Just before lunch, there’s a knock at the front door. By the time she gets downstairs, the mailman’s pickup truck is pulling out of the driveway and a parcel sits on the porch, the size of a shoebox and wrapped in brown paper. Even before she identifies her name above the address, she recognizes her father’s handwriting. The paper seems to take forever to remove.

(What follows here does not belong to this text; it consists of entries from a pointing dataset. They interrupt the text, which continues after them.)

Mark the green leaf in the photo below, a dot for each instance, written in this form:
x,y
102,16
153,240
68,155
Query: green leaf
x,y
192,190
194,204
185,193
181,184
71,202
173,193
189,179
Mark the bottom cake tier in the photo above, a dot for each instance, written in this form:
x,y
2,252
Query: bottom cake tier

Inside is a cardboard box, and in the box is a letter along with a little statue made out of fired clay. Maggie turns the figure over in wonder. It’s a long-haired woman eight inches tall, muddy brown and unglazed, mounted on a short pedestal of rough cement. The limbs are stubby, the body shaped in such a way as to suggest the woman’s wearing a robe. Thick lips have been painted on her face, and there are black dots for eyes, while a hairline crack runs around her waist. The thing looks crudely made, and Maggie’s surprised that it survived the journey intact. Setting it down, she turns to the letter and begins to read.
August 13, 1972
Dear Maggie,
Enclosed is a gift for you made by a friend of mine, Yia Pao the potter, whom I mentioned the last time I wrote (“Yia” is an honorific given to Hmong men when they become fathers, in keeping with the race’s respect for parenthood). I fear he is at risk of falling in with bad company, so I have taken him under my wing. I like to think it due to my influence that he has begun to fashion the likenesses of saints. I told him Saint Clare was your favorite when you were a girl, because she was the patron saint of television, so he made you a statue of her. I hope she brings you comfort.
I know I was wrong to leave for Laos in anger as I did. I should have seen sooner that you’re no longer a girl but a woman leading her life, and that your life is not with me. Now I am trying to make amends through service. “By their fruits you shall know them,” we are told. We’re all His vessels, sealed up in ourselves and opaque to each other but transparent to Him.